Eurostat: niemal dwa razy więcej zielonej energii w latach 1999-2009
Największy postęp w wykorzystaniu zielonej energii zrobiły w tym czasie: Dania (wzrost z 8,1 do 16,7 proc.), Szwecja (z 26,6 do 34,4 proc.), Niemcy (z 2,4 do 8,5 proc.), Portugalia (z 13,4 do 19 proc.), Słowacja (z 2,6 do 7,2 proc.), Austria (z 22,8 do 27,3 proc.), Łotwa (z 31,8 do 36,2 proc.) oraz Hiszpania (z 5,1 do 9,3 proc.).

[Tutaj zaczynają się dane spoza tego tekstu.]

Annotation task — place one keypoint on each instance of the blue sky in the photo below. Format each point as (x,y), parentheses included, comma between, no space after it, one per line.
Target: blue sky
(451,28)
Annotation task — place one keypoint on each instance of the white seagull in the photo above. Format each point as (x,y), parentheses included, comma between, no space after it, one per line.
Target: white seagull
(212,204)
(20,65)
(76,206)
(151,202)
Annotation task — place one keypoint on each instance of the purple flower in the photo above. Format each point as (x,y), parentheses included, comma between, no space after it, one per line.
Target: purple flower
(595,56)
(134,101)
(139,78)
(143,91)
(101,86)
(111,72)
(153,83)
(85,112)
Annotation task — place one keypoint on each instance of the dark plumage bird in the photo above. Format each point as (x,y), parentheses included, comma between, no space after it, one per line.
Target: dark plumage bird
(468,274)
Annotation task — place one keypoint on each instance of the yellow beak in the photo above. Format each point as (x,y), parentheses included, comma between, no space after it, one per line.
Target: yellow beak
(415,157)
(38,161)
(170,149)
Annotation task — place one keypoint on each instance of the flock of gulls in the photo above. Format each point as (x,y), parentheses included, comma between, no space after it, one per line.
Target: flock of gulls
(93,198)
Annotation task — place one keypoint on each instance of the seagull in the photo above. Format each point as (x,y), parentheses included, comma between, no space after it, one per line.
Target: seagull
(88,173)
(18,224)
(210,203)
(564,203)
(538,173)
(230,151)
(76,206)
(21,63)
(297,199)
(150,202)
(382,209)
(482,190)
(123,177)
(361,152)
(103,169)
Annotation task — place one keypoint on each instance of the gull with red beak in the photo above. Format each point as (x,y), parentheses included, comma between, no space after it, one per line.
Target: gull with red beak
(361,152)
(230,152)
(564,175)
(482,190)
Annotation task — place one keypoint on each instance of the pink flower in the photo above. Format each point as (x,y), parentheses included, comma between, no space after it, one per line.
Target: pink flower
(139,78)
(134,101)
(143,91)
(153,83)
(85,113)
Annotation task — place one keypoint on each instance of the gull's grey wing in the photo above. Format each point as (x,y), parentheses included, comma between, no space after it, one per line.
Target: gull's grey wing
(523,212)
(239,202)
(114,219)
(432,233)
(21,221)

Do rekordzistów nie należy Polska ze wzrostem udziału energii z OZE z 4 proc. w 1999 r. do 6,6 proc. w 2009 r. Poza UE, ale w Europie są kraje, które cofnęły się w tym względzie: głównie pretendująca do członkostwa w UE Turcja (z 15 do 9,9 proc.), Chorwacja (z 11,3 do 10,9 proc.), Szwajcaria (z 17,6 do 16,9 proc.) oraz już i tak mocno "zielona" Norwegia (z 44,4 proc. do 42,4 proc.).
Polska nadal przoduje w wykorzystaniu węgla, który był źródłem aż 54 proc. konsumowanej energii w 2009 r., choć to spadek w porównaniu z 1999 r. (65,1 proc.). Wzrosło natomiast w Polsce wykorzystanie w celu produkcji energii ropy i produktów ropopochodnych (z 21 do 26,3 proc.) oraz gazu (z 9,9 do 12,6 proc.).
Więcej węgla od Polski używa tylko Estonia (57,7 proc. w 2009 r.), natomiast zupełnie od ropy jest uzależniona gospodarka Malty (100 proc. energii) i Cypr (96 proc.). Najwięcej gazu do wytworzenia energii używa Holandia (43 proc. konsumpcji), zaś Francja przoduje w wykorzystaniu energii z atomu (40 proc. w 2009 r.).